C’est un moindre mal parce qu’ici au moins on est, normalement, dans une société qui respecte le droit des personnes ce qui permet d’engager des procédures, d’être à l’abri, d’être écouté…

 

Les Etats sur la question de la reconduite aux frontières se heurtent à l’impossibilité  de renvoyer ces personnes qui se maintiennent ou circulent en Europe après des séjours :
- en centre de rétentions s’ils font l’objet d’une arrestation.
- dans des dispositifs d’hébergement d’urgence pour les familles.
- dans la nature…



Exemple d’une famille apatride  de l’ex-Yougoslavie :


Un exemple  d’une famille que nous hébergeons, parmi les situations que j’ai connues :
Mr est né en ex Yougoslavie à Skopje,  capitale actuelle de la Macédoine. Rom, il a vécu au Kosovo, il a été reconnu apatride par l’OFPRA suite aux évènements des années 1990 dans l’ex république.
Il s’est marié avec une femme née en Italie de parents nés en ex Yougoslavie, mère née en Croatie (Yougoslave) et père né en Serbie (Yougoslave). Elle possède la nationalité Croate. Leurs enfants sont nés en Espagne et ils sont de nationalité croate, rattachés à la mère.
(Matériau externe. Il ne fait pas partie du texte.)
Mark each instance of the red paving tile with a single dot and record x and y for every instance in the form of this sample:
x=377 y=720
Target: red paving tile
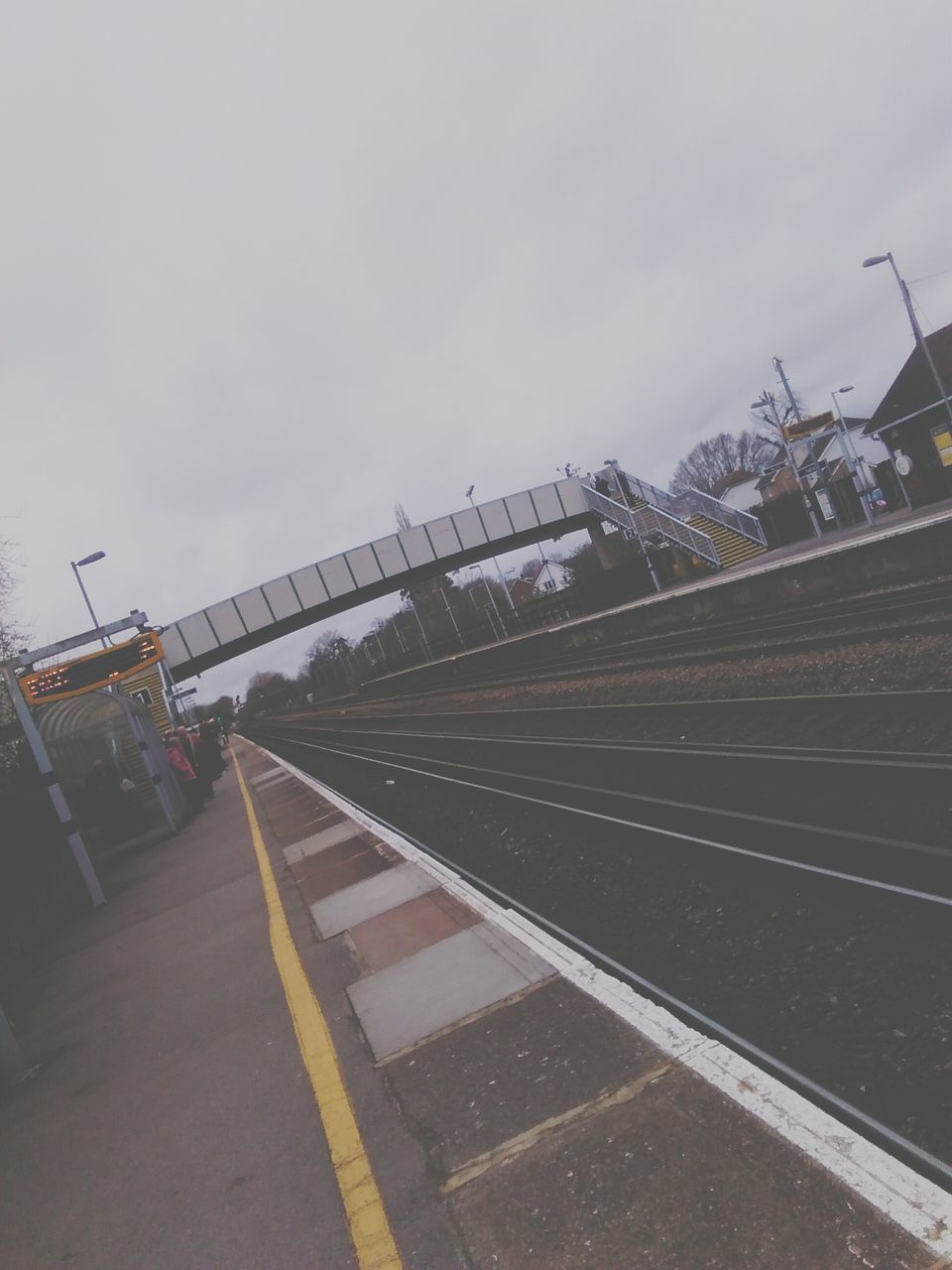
x=416 y=925
x=340 y=865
Un enfant qui est né à Séville et l’autre dans les Asturies.
Exemple significatif d’une famille Rom, communauté qui symbolise le principe de non appartenance à une terre et toujours en mouvement, par nécessité le plus souvent.



Autre situation de l’ex Union Soviétique, Anouch.


Née en Azerbaïdjan soviétique en 1951, appartenant à la communauté arménienne de la République socialiste soviétique d’Azerbaïdjan, elle vivait avant les événements du Haut Karabach et l’indépendance dans un village peuplé d’Arméniens qui a été depuis rayé de la carte ou rebaptisé.
Elle a d’abord trouvé refuge en ville après l’assassinat de son époux et, suite aux persécutions, elle a fuit en Russie pour essayer d’obtenir une protection en qualité d’ex citoyenne de l’union soviétique.
Elle n’a jamais obtenu de droit au séjour ni de protection et on lui a retiré son passeport soviétique… Contrainte à vivre dans la clandestinité, à la merci du bon vouloir des autorités et de la corruption…
Elle est entrée en France clandestinement et a demandé l’asile après le parcours habituel.
L’OFPRA a reconnu qu’effectivement, elle était bien originaire d’Azerbaïdjan et a estimé son parcours vraisemblable, mais a mis en doute la position de la Russie à son égard…
La CNDA (juridiction de l’asile) a  émis des doutes sur ses origines et sa provenance….
Déboutée du droit d’asile, elle est sortie du CADA et a tenté un dossier de retour volontaire pour prouver sa bonne foi, en jouant le tout pour le tout.
Dans le cadre de la procédure, elle a été présentée aux autorités de la république d’Azerbaïdjan qui lui a remis après entretien un document précisant qu’une identification était en cours…
Le consulat d’Arménie après divers entretiens téléphoniques ne l’a pas reçue…estimant sans doute qu’elle ne relevait pas leur compétence.
La Russie également a été saisie mais à ce jour n’a toujours pas répondu….
Un dossier d’apatride est en cours d’instruction depuis plusieurs mois sans décision…
Elle a fait une demande au Préfet pour être admise au séjour à titre dérogatoire et humanitaire…si elle obtient un accord qui lui délivrera un passeport nécessaire à l’établissement d’un titre de séjour
En attendant,  elle vit sans ressource dans un dispositif d’hébergement d’urgence financé par l’Etat avec l’espoir de jours meilleurs et de pouvoir soulager ses souffrances.